I remember when I hated the doctrine of predestination. I would go around saying, "Predestination? I don't believe in that." I could not bring myself to accept the fact that God decided, before the world and its inhabitants existed, the final destiny of individual sinners (definition loosely taken from Packer's Concise Theology)? My intense hatred for this doctrine caused me to ignore its obvious usage throughout the New Testament as well as its clear meaning in those contexts.
I won't lie, predestination still doesn't sit well with me sometimes. I read passages like Romans 9:22-23, "What if God, desiring to show His wrath and to make known His power, has endured with much patience vessels of wrath prepared for destruction, in order to make known the riches of His glory for vessels of mercy, which He has prepared beforehand for glory..." and I can't help but have mixed emotions - emotions of great sorrow mingled with those of sober joy.
Therefore, when people come and ask me about predestination, I have learned to approach the topic with great care and understanding.

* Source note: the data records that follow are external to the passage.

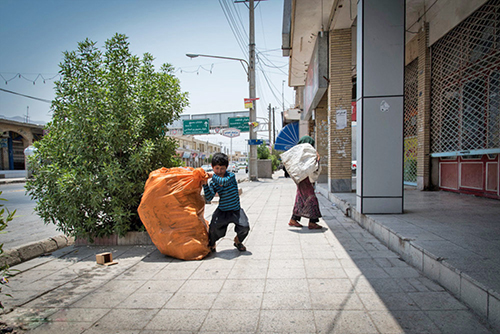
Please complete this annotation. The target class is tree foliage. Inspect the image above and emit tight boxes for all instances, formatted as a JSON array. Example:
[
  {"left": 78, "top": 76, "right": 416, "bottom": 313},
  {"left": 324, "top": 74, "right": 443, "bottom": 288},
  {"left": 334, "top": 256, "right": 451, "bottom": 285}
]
[
  {"left": 0, "top": 192, "right": 16, "bottom": 309},
  {"left": 25, "top": 34, "right": 188, "bottom": 240}
]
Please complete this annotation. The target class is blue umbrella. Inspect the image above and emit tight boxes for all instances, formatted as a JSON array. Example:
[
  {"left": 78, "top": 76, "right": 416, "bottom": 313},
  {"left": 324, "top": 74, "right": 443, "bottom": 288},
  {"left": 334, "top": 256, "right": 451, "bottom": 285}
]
[{"left": 274, "top": 122, "right": 300, "bottom": 151}]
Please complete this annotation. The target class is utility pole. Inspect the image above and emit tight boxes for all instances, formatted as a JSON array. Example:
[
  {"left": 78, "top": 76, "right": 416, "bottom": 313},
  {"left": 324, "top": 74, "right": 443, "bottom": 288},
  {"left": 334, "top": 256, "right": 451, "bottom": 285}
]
[
  {"left": 268, "top": 103, "right": 272, "bottom": 145},
  {"left": 272, "top": 107, "right": 276, "bottom": 144},
  {"left": 248, "top": 0, "right": 258, "bottom": 181}
]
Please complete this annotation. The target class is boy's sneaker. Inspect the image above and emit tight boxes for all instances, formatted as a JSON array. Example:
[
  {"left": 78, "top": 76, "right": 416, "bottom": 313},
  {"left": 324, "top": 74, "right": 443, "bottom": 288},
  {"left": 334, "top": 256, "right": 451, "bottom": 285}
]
[{"left": 233, "top": 236, "right": 247, "bottom": 252}]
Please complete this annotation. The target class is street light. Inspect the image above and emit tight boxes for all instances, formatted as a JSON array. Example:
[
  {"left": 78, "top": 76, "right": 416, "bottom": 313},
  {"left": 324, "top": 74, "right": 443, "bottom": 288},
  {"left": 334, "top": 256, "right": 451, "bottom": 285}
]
[
  {"left": 186, "top": 52, "right": 258, "bottom": 181},
  {"left": 186, "top": 54, "right": 249, "bottom": 78}
]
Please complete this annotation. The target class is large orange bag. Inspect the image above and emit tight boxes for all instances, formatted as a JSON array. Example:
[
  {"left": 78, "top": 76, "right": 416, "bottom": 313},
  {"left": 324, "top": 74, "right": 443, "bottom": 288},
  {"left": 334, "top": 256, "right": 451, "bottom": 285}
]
[{"left": 138, "top": 167, "right": 210, "bottom": 260}]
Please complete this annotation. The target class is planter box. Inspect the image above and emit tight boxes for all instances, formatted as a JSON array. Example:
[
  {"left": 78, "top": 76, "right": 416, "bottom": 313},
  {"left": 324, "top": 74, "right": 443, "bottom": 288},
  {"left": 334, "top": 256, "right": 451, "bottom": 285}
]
[
  {"left": 258, "top": 159, "right": 272, "bottom": 178},
  {"left": 75, "top": 231, "right": 153, "bottom": 246}
]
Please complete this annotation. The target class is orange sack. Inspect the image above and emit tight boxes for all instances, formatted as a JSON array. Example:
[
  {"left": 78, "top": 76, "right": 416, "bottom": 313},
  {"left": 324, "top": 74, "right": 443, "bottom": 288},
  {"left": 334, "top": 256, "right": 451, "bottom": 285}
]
[{"left": 138, "top": 167, "right": 210, "bottom": 260}]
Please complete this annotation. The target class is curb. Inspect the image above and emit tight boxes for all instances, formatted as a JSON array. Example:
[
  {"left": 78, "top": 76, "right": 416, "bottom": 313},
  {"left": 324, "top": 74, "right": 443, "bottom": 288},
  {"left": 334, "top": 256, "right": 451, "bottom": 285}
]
[{"left": 0, "top": 235, "right": 74, "bottom": 268}]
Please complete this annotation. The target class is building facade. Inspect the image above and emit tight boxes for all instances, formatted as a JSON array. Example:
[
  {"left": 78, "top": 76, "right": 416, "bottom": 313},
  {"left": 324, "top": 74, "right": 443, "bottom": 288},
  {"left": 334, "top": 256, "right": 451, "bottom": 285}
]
[
  {"left": 282, "top": 0, "right": 499, "bottom": 202},
  {"left": 0, "top": 119, "right": 44, "bottom": 170},
  {"left": 173, "top": 135, "right": 221, "bottom": 167}
]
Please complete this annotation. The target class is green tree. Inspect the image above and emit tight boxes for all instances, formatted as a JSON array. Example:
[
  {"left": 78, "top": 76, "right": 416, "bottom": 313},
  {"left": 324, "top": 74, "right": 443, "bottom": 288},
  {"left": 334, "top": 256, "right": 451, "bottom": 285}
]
[
  {"left": 25, "top": 34, "right": 188, "bottom": 241},
  {"left": 0, "top": 192, "right": 16, "bottom": 309},
  {"left": 257, "top": 143, "right": 270, "bottom": 159}
]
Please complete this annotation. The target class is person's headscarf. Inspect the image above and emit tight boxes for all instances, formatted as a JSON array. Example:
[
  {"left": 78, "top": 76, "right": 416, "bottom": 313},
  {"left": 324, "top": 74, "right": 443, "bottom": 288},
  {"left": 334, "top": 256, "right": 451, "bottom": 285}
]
[{"left": 297, "top": 135, "right": 315, "bottom": 148}]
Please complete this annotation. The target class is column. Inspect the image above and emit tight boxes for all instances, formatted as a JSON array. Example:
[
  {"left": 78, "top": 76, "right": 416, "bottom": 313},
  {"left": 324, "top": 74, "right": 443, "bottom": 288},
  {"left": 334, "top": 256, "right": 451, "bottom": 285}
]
[
  {"left": 417, "top": 23, "right": 431, "bottom": 190},
  {"left": 315, "top": 96, "right": 328, "bottom": 183},
  {"left": 328, "top": 28, "right": 352, "bottom": 193},
  {"left": 356, "top": 0, "right": 405, "bottom": 214}
]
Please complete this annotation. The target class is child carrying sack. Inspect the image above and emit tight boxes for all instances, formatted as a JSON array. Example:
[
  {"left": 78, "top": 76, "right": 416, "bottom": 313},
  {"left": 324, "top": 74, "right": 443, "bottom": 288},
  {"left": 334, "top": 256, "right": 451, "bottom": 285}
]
[
  {"left": 281, "top": 143, "right": 320, "bottom": 184},
  {"left": 138, "top": 167, "right": 210, "bottom": 260}
]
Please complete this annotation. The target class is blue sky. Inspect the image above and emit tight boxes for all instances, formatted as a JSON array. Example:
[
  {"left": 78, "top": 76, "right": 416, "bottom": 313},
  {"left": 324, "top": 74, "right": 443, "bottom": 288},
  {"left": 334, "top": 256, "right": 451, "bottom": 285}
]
[{"left": 0, "top": 0, "right": 293, "bottom": 152}]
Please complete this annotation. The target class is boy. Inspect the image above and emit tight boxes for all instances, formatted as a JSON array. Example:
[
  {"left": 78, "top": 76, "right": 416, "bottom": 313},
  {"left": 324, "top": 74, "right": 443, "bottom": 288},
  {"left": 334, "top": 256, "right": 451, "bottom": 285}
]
[{"left": 203, "top": 152, "right": 249, "bottom": 252}]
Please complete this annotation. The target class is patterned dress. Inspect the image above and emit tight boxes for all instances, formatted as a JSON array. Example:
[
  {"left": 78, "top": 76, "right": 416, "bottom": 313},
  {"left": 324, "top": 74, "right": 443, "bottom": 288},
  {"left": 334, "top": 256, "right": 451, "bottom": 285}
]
[{"left": 292, "top": 177, "right": 322, "bottom": 219}]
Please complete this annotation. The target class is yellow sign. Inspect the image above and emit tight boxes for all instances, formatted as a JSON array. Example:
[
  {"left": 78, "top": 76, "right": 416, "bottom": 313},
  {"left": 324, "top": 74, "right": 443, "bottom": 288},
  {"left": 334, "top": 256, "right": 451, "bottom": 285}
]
[{"left": 244, "top": 98, "right": 259, "bottom": 109}]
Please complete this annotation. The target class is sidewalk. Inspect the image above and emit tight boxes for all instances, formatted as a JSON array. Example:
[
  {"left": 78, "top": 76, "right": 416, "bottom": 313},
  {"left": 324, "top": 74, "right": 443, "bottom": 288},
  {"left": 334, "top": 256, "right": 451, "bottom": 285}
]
[
  {"left": 0, "top": 173, "right": 495, "bottom": 333},
  {"left": 317, "top": 180, "right": 500, "bottom": 330}
]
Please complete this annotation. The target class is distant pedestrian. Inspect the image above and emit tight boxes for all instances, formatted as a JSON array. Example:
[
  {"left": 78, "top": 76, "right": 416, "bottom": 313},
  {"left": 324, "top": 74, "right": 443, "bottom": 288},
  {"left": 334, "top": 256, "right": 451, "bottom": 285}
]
[
  {"left": 203, "top": 152, "right": 250, "bottom": 252},
  {"left": 287, "top": 136, "right": 323, "bottom": 229}
]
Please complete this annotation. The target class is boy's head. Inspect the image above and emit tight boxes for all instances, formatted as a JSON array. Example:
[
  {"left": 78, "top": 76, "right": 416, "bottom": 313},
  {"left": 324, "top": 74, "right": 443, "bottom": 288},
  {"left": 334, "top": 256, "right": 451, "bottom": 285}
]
[{"left": 211, "top": 152, "right": 229, "bottom": 177}]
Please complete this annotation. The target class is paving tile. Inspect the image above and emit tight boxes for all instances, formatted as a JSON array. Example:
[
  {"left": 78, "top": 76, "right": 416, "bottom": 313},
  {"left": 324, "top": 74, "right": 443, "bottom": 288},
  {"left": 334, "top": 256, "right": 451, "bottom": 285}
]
[
  {"left": 48, "top": 307, "right": 109, "bottom": 323},
  {"left": 28, "top": 321, "right": 92, "bottom": 334},
  {"left": 426, "top": 310, "right": 493, "bottom": 334},
  {"left": 265, "top": 278, "right": 309, "bottom": 293},
  {"left": 135, "top": 279, "right": 185, "bottom": 293},
  {"left": 385, "top": 310, "right": 442, "bottom": 333},
  {"left": 145, "top": 309, "right": 208, "bottom": 332},
  {"left": 211, "top": 292, "right": 263, "bottom": 309},
  {"left": 117, "top": 292, "right": 173, "bottom": 309},
  {"left": 176, "top": 279, "right": 225, "bottom": 294},
  {"left": 408, "top": 291, "right": 468, "bottom": 311},
  {"left": 262, "top": 291, "right": 311, "bottom": 309},
  {"left": 92, "top": 309, "right": 157, "bottom": 330},
  {"left": 368, "top": 311, "right": 406, "bottom": 333},
  {"left": 199, "top": 309, "right": 259, "bottom": 332},
  {"left": 308, "top": 278, "right": 354, "bottom": 293},
  {"left": 220, "top": 278, "right": 266, "bottom": 293},
  {"left": 313, "top": 310, "right": 378, "bottom": 334},
  {"left": 358, "top": 292, "right": 420, "bottom": 311},
  {"left": 310, "top": 292, "right": 365, "bottom": 310},
  {"left": 258, "top": 309, "right": 316, "bottom": 333},
  {"left": 162, "top": 292, "right": 217, "bottom": 309},
  {"left": 266, "top": 267, "right": 307, "bottom": 279}
]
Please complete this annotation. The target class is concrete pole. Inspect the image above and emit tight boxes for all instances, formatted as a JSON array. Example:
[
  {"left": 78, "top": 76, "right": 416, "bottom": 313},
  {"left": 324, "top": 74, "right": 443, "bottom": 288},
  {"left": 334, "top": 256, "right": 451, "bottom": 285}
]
[
  {"left": 248, "top": 0, "right": 258, "bottom": 181},
  {"left": 268, "top": 103, "right": 272, "bottom": 145},
  {"left": 272, "top": 107, "right": 276, "bottom": 145}
]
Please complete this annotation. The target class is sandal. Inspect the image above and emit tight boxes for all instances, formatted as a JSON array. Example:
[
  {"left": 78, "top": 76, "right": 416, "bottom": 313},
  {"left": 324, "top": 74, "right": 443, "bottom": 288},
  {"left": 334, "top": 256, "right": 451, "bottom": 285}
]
[
  {"left": 308, "top": 223, "right": 323, "bottom": 229},
  {"left": 233, "top": 237, "right": 247, "bottom": 252},
  {"left": 288, "top": 219, "right": 303, "bottom": 227}
]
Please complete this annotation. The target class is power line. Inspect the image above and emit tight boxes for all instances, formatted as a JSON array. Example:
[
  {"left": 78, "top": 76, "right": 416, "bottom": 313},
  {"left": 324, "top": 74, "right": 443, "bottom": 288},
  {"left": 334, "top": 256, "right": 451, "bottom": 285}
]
[{"left": 0, "top": 87, "right": 52, "bottom": 103}]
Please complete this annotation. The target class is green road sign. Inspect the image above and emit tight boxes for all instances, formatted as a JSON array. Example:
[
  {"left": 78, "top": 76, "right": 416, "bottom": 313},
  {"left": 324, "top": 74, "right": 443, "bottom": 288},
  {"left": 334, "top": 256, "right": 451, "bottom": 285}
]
[
  {"left": 228, "top": 117, "right": 250, "bottom": 132},
  {"left": 183, "top": 119, "right": 210, "bottom": 135}
]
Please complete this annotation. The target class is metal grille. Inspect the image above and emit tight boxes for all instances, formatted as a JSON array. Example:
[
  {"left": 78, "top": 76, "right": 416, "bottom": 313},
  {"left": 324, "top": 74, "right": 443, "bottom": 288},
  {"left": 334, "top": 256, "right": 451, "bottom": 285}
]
[
  {"left": 404, "top": 59, "right": 418, "bottom": 183},
  {"left": 430, "top": 0, "right": 500, "bottom": 154}
]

I am approached often, and more times than not, the questions are negative in nature. Like me, many have a hard time realizing that this doctrine is in their Bible. They come asking how they are supposed to understand it and deal with it. My answer is a simple one. It takes all of about three minutes.
First, I explain to them what the doctrine actually means. Then I ask them what their chief problem is with it. Without fail, it is that God predestines people to hell - that He decided beforehand that wrath should be poured out on particular people.
I take this opportunity to read Acts 4:27-28, "...for truly in this city there were gathered together against your holy servant Jesus, whom you anointed, both Herod and Pontius Pilate, along with the Gentiles and the peoples of Israel, to do whatever your hand and your plan had predestined to take place." These verses, along with others like Acts 2:23, tell us that God predestined the death of His Son by the hands of lawless men. In short, at the Cross, God predestined the innocent Son to die for the sins of others.
At this time, I ask, as I have asked my self over a hundred times, "Have you ever struggled with the fact that God the Father predestined God the Son to take the wrath of hell for sinners?" "Do you struggle more with the fact that guilty sinners were predestined to hell than you do with the truth that the innocent Son was predestined to take your hell?"
Finally, I propose that our primary struggle should be with the fact that God predestined the Cross. And until we feel the weight of that truth, then we can hardly proceed to struggle rightly with the fact that God predestines the destinies of individual sinners.
I think this is a great point. I think though as individualistic Americans though most of us are disturbed more that we don't get a chance without God's intervention. Without a firm understanding of the inevitability of sin and it's consequences Hell seems unfair from a human perspective. Why are we going to Hell? Sin Why do we sin? The fall. Why was there a fall? UMMMMM, it's complicated.